Fortunately, we are prepared to strike boldly towards a future where every Californian has equal access to reproductive freedom. The bill to bring medication abortion to all public universities is being reintroduced next week, and Governor-elect Gavin Newsom has already pledged to support it.
As constituents, we have never been more active, involved, or better positioned to get the kinds of results we expect from our representatives. But future victories don’t come without continued engagement — so it is on us to write letters, to rally, to make phone calls, and to show up and hold our electeds accountable. In doing so, we give our representatives the opportunity to be the leaders on reproductive freedom that this nation needs.

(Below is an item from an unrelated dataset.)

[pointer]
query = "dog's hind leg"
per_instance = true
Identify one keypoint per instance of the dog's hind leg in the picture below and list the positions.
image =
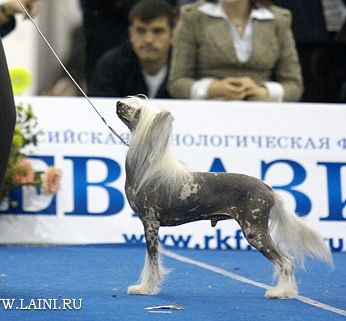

Although California had historic wins for reproductive freedom at the ballot box, access to reproductive healthcare services has never been more tenuous in the rest of the country. In the 2018 election both Alabama and West Virginia voted to approve measures that will severely limit abortion access and act as “trigger” laws to make abortion illegal when Roe is gutted. With an anti-choice majority locked into the Supreme Court for generations to come, the future of legal abortion care hangs in the balance.
California must remain a beacon of hope for the 7 in 10 Americans who believe women have the right to control their reproductive destinies, and a place where no woman is left behind because of her economic or geographic background. With a post-Roe world looming, it is ever more incumbent on us to take steps to make accessibility and affordability a top priority in California, and to ensure that no woman in California will ever be criminalized for managing her own abortion care.
In 2018 we sent pro-choice champions to Washington and Sacramento with the message that we will not go back. Now is the time to make that message an ultimatum and rise up to the challenge and opportunity of making reproductive freedom truly and unequivocally a right in California.